Gornik Zabrze, un défi de taille pour l’AS Monaco
Avant le coup d’envoi de son premier match officiel de la saison, le club polonais mené par Lukas Podolski se voit déjà neuf points d’avance sur Monaco dans le tableau des barrages de la Ligue Conférence.
Le monégasque Bastien Diono, vingt‑ans, rappelle qu’une déception récente contre Fenerbahçe (0‑1, 1‑1) et Ferencváros (0‑1, 1‑1) n’a fait que renforcer la détermination du groupe, particulièrement après l’arrivée de l’ancien international français Janis Antiste.
Un passé glorieux et une résurrection sous Podolski
Fondé dans la ville minière de Zabrze, le Gornik a connu son apogée dans les années 60‑70, atteignant la finale de la Coupe des Coupes en 1970 et un quart de finale de la Coupe des Clubs Champions face à Manchester United en 1968.

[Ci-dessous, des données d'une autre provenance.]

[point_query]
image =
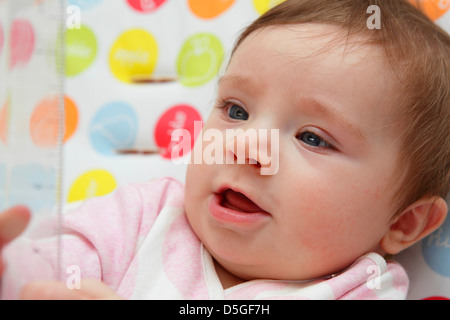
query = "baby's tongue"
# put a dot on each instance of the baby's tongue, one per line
(238, 201)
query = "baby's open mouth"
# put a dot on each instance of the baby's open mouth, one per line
(238, 201)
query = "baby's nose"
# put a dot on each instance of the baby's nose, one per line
(249, 147)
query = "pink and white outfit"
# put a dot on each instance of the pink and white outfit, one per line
(139, 242)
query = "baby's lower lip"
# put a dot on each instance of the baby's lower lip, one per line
(228, 215)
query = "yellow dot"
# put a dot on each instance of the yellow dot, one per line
(92, 184)
(134, 54)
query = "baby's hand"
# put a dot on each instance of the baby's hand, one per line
(52, 290)
(12, 222)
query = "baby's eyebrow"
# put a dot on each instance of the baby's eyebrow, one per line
(311, 105)
(240, 81)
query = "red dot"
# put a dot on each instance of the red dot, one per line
(178, 117)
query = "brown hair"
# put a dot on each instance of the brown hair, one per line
(419, 52)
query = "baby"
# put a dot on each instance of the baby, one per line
(362, 119)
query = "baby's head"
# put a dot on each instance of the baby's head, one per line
(362, 120)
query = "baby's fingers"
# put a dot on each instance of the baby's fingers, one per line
(13, 222)
(51, 290)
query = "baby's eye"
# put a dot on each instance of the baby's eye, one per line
(313, 140)
(238, 113)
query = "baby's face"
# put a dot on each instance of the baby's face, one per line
(330, 199)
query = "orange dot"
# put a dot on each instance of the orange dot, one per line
(209, 9)
(44, 125)
(434, 9)
(4, 122)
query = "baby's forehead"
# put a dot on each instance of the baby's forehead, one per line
(318, 60)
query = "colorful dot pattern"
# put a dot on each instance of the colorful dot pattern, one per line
(135, 71)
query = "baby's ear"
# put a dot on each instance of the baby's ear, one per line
(413, 224)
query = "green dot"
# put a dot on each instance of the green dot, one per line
(81, 50)
(199, 59)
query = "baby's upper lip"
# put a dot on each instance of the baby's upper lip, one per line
(248, 194)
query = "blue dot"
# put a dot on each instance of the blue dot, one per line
(436, 249)
(33, 185)
(114, 127)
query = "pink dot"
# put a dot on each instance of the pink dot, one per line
(146, 5)
(2, 39)
(22, 42)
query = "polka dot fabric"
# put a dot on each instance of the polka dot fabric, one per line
(135, 70)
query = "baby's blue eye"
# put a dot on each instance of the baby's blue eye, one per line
(313, 140)
(238, 113)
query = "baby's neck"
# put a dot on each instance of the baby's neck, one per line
(226, 278)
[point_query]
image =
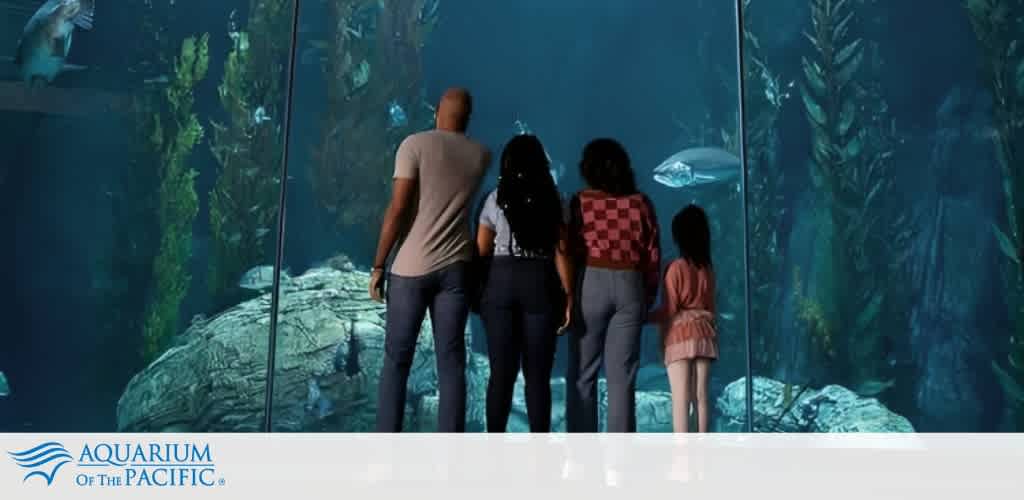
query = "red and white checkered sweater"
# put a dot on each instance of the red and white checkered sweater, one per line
(617, 233)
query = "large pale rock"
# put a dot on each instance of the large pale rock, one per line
(833, 409)
(330, 346)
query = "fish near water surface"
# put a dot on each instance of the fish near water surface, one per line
(42, 50)
(697, 166)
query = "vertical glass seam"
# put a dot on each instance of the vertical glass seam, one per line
(280, 251)
(743, 201)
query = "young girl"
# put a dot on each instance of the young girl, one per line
(686, 318)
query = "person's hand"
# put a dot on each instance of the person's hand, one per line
(568, 317)
(377, 285)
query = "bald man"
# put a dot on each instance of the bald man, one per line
(435, 174)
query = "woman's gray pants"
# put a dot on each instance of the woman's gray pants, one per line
(610, 315)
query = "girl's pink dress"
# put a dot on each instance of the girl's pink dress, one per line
(687, 316)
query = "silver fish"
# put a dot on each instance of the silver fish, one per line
(260, 278)
(697, 166)
(42, 50)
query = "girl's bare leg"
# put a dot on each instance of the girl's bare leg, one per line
(679, 380)
(704, 372)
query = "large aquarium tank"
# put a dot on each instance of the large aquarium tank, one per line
(192, 193)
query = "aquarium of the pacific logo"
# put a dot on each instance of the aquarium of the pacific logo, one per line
(120, 465)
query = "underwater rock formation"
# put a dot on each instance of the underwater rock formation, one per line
(331, 340)
(330, 347)
(653, 407)
(832, 409)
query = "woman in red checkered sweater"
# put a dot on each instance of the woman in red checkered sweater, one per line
(613, 235)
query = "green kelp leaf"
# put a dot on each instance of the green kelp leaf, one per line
(813, 41)
(813, 73)
(1020, 78)
(848, 51)
(849, 69)
(839, 33)
(813, 110)
(1006, 244)
(870, 311)
(846, 117)
(853, 148)
(1010, 386)
(822, 154)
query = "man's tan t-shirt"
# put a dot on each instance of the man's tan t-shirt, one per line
(449, 168)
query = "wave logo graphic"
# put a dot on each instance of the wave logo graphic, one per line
(43, 460)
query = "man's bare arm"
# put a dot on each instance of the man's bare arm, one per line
(395, 218)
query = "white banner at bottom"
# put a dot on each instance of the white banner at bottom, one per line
(294, 466)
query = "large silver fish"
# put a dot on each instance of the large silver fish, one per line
(42, 50)
(697, 166)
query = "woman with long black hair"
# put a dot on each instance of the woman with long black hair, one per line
(526, 293)
(613, 237)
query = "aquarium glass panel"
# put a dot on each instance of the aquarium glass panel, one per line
(139, 190)
(885, 214)
(660, 77)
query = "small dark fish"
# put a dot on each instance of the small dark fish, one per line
(352, 359)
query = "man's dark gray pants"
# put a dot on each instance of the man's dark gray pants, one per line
(444, 294)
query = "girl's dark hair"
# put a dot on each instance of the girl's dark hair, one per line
(605, 166)
(692, 236)
(528, 197)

Après plusieurs décennies de déclin qui ont failli conduire le club à la faillite, la reprise a commencé il y a cinq ans, lorsque Podolski, alors retraité, a racheté 80 % des parts et a mobilisé son réseau d’affaires pour attirer sponsors et nouveaux joueurs.
Infrastructures modernisées et dynamique locale
Le centre d’entraînement, attennant au stade, comprend une salle de musculation, un dispositif de récupération et trois terrains d’entraînement de qualité supérieure, supérieurs même au terrain de match qui n’a pas été rénové depuis dix‑sept ans.

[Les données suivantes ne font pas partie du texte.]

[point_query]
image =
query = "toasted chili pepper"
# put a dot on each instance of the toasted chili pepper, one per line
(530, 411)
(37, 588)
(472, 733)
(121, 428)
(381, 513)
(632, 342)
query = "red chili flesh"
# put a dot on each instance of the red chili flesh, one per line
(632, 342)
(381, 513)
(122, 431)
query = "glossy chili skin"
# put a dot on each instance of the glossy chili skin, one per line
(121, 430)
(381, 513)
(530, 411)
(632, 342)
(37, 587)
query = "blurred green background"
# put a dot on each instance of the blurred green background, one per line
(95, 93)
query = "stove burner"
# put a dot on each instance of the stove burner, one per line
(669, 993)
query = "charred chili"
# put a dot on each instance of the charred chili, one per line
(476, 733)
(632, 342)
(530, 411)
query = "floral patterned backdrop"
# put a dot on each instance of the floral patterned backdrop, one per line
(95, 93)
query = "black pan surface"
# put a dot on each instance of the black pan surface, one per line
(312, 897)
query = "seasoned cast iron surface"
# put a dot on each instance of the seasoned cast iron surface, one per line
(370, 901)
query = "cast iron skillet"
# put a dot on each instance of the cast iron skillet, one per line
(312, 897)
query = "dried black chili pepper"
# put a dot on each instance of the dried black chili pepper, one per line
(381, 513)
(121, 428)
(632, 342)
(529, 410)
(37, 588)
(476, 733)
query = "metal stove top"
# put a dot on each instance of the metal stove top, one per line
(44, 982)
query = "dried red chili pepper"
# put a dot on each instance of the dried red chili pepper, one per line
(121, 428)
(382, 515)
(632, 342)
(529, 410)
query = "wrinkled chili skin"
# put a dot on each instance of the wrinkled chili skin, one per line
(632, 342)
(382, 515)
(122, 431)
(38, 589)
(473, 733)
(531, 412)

Le stade, capable d’accueillir 28 000 spectateurs et en cours d’extension vers 32 000 places, se remplit presque à chaque rencontre, les supporters chantant régulièrement le nom de Podolski, fidèle à la région.

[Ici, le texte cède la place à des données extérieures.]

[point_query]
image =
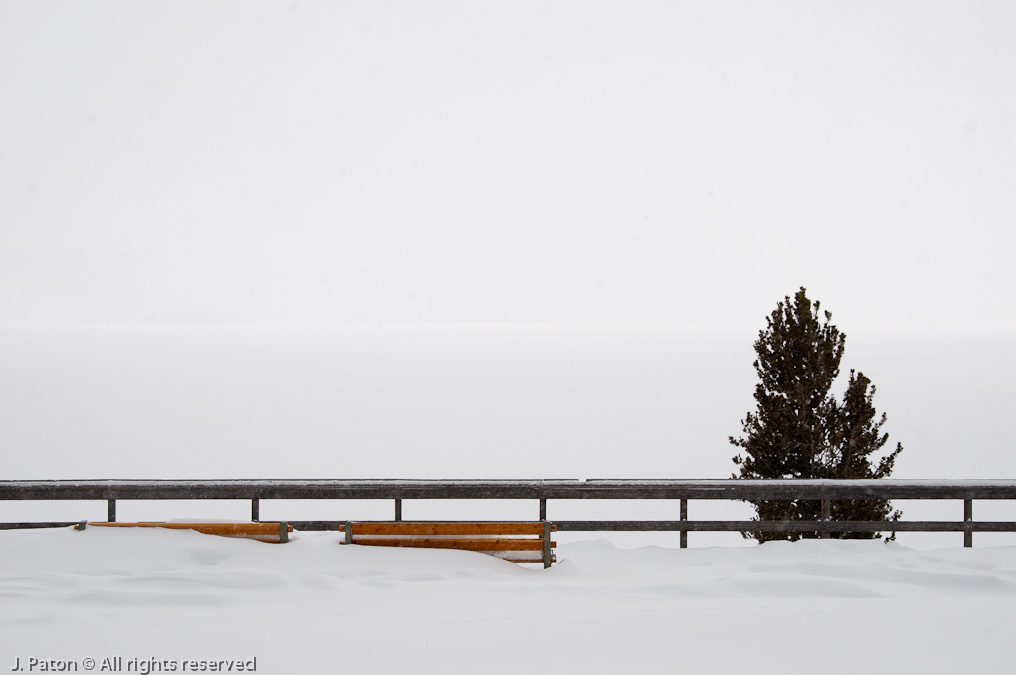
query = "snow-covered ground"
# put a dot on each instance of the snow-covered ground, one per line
(313, 606)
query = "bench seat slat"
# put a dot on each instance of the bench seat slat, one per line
(462, 544)
(250, 530)
(406, 528)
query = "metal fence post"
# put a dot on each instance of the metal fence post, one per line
(826, 516)
(684, 516)
(967, 517)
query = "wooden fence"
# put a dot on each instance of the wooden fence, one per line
(544, 490)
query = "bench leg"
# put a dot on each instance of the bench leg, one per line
(548, 549)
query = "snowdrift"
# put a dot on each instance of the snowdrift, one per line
(165, 597)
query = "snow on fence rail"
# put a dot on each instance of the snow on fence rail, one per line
(543, 490)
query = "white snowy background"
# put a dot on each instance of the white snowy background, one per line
(469, 240)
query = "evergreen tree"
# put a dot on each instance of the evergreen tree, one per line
(800, 430)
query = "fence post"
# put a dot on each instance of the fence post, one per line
(826, 516)
(684, 516)
(967, 517)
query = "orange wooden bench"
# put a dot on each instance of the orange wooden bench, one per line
(273, 533)
(514, 542)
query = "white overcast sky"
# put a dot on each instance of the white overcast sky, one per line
(309, 162)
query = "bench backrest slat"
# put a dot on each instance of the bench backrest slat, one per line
(419, 529)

Parallèlement, la ville voisine de Katowice, comparable à Grenoble en nombre d’habitants, offre un cadre étudiant et un lac, tandis que le climat a connu des températures exceptionnellement basses l’an passé, selon Diono.
En résumé, la combinaison d’une histoire prestigieuse, d’une relance financière orchestrée par une figure médiatique et d’infrastructures en pleine évolution fait de Gornik Zabrze un adversaire que Monaco ne pourra pas se permettre de sous‑estimer.